The Procedure Itself
Thanks to a wide variety of anesthesia choices available to us these days, you should feel no pain during your extraction.
After The Surgery
Generally speaking, over-the-counter non-steroidal anti-inflammatory medications such as Ibuprofen are all that you will need following your surgery.
Staying On Top of Pain
It is very important to stay on a strict schedule of medication the first few days following your surgery. Getting behind on medication will result in more pain and may even make it difficult to catch up with pain control again.
Ice for Swelling
We want you to ice your cheeks for the first 24 hours following surgery, twenty minutes on and twenty minutes off alternating. Managing swelling can help greatly with pain management, and the act of icing may even feel good on its own.
Your body was expertly designed with high-tech systems in place to heal – but you have to give it the space and conditions to do so. Rest is one of the most important things you can do to help your body heal faster.
Salt Rinse the DAY AFTER Surgery
The day after surgery, you should rinse your mouth very gently with a mixture of one cup of warm water and ½ teaspoon of salt. You may do so up to 4 times a day. Designed to gently clean the wound site (but NOT dislodge the blood clot), some patients also feel that the warm water helps with pain relief.
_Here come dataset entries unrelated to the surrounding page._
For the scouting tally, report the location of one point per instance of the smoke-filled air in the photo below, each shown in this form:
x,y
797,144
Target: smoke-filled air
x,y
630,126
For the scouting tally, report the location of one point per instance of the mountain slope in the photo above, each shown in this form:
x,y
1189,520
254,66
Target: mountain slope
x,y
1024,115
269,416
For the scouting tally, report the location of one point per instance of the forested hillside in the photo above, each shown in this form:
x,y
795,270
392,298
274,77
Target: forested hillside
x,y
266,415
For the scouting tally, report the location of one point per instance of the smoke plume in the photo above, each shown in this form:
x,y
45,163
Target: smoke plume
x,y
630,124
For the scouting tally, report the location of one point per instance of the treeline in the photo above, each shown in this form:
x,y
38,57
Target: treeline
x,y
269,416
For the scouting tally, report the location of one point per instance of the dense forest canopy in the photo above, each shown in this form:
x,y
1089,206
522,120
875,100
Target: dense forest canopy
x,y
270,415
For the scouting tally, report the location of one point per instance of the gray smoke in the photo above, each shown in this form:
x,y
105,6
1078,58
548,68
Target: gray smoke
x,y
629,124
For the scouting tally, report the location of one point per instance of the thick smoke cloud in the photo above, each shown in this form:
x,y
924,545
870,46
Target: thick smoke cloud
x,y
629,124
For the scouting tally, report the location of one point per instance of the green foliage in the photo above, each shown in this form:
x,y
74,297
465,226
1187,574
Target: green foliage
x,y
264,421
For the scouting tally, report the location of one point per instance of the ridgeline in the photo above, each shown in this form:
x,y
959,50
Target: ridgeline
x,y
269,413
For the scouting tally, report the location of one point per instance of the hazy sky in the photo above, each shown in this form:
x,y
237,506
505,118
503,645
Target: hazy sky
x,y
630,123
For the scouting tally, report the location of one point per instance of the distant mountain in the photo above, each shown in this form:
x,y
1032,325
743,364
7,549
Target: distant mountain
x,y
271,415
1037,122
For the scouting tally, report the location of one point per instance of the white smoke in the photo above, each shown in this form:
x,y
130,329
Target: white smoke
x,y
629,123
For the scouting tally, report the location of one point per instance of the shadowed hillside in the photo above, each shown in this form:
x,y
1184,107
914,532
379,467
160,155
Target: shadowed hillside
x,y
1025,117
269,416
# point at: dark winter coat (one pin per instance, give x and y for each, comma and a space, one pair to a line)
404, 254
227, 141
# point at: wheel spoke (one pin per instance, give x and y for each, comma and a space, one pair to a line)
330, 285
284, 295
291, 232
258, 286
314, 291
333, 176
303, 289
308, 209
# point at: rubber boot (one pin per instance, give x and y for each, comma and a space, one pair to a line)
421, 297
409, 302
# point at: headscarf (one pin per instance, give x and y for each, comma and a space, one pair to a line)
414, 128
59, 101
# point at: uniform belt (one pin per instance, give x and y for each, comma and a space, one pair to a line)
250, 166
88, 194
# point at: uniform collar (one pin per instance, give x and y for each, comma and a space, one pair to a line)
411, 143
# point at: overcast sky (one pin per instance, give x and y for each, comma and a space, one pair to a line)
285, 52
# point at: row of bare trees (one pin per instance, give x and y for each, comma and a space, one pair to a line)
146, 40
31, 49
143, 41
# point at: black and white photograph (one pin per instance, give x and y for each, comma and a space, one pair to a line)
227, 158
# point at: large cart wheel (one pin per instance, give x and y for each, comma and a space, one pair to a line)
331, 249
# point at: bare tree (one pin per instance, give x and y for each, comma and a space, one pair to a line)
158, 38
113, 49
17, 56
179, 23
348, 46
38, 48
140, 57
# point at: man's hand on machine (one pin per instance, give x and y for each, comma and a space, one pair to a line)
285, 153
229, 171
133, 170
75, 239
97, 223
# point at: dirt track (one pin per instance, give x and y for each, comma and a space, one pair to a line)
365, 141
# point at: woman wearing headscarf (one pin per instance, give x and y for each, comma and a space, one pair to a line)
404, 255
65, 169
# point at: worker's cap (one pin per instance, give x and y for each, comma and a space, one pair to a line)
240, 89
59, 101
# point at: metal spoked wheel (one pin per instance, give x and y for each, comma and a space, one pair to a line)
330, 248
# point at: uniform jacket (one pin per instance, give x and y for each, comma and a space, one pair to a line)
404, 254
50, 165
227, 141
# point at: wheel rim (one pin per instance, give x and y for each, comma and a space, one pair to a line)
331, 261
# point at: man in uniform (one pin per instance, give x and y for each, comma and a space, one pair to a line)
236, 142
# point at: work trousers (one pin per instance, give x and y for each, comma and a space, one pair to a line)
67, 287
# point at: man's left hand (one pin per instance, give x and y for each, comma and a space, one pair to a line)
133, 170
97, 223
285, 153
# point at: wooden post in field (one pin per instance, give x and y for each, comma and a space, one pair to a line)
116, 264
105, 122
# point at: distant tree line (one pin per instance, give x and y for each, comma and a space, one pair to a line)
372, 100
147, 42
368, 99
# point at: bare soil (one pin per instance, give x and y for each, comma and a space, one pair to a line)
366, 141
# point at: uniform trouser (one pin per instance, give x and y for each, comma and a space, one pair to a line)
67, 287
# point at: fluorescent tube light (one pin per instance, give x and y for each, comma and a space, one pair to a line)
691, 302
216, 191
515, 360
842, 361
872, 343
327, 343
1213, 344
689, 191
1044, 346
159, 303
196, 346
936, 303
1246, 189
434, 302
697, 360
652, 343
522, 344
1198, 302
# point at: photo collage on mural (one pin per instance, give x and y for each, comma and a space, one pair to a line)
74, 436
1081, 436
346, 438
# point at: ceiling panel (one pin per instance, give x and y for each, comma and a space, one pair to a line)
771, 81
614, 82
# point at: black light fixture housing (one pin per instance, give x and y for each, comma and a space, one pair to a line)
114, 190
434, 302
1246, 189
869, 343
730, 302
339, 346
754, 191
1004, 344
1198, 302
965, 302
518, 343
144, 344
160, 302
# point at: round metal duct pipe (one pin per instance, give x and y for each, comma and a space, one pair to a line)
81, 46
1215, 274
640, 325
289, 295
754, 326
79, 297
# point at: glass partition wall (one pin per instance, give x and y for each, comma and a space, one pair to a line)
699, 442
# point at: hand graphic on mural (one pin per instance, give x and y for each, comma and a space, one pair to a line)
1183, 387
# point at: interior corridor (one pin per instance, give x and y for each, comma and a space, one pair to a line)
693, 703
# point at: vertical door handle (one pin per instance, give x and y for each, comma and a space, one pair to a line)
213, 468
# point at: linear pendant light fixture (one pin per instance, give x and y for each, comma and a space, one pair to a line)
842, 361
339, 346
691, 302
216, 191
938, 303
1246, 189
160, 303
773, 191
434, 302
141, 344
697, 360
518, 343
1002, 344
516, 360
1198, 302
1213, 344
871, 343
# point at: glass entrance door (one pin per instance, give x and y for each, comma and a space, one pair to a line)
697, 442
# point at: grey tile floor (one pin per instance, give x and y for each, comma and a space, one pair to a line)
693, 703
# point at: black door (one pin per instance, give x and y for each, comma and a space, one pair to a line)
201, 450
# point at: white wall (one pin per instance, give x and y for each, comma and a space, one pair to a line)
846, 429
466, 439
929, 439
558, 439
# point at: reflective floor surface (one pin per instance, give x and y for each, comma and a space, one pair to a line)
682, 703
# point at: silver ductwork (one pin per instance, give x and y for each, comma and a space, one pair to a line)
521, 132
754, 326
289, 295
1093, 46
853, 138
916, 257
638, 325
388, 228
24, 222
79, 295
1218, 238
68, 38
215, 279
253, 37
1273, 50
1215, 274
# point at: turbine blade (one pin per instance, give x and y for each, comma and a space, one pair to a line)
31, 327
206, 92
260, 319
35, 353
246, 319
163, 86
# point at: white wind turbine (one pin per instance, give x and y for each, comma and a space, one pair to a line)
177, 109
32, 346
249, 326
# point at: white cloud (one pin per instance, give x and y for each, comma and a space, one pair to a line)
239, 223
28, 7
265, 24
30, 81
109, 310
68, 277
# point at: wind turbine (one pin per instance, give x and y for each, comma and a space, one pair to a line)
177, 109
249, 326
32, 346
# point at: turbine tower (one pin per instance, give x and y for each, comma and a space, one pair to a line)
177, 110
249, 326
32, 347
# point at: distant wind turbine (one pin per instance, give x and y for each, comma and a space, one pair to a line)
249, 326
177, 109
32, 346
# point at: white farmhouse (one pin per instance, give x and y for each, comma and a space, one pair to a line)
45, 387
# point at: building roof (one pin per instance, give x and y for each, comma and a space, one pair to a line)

Most often, our patients do not require prescription pain medication post-op. However, in the case that we feel your case calls for such, please keep the following in mind:
- Antibiotics – If we have ordered antibiotics for you, you must take them on schedule and for as long as we prescribe – Never stop antibiotic treatment prematurely without our specific orders.
- Pain-Killers – In the event that you require prescription pain killers, please note that we are required to prescribe these sparingly and in accordance with certain laws, due to rising rates of substance abuse. You can help keep these drugs off the street by taking only what you need, and taking unused pills to a pharmacy for safe disposal – never “keep them around” in your cabinet for future use.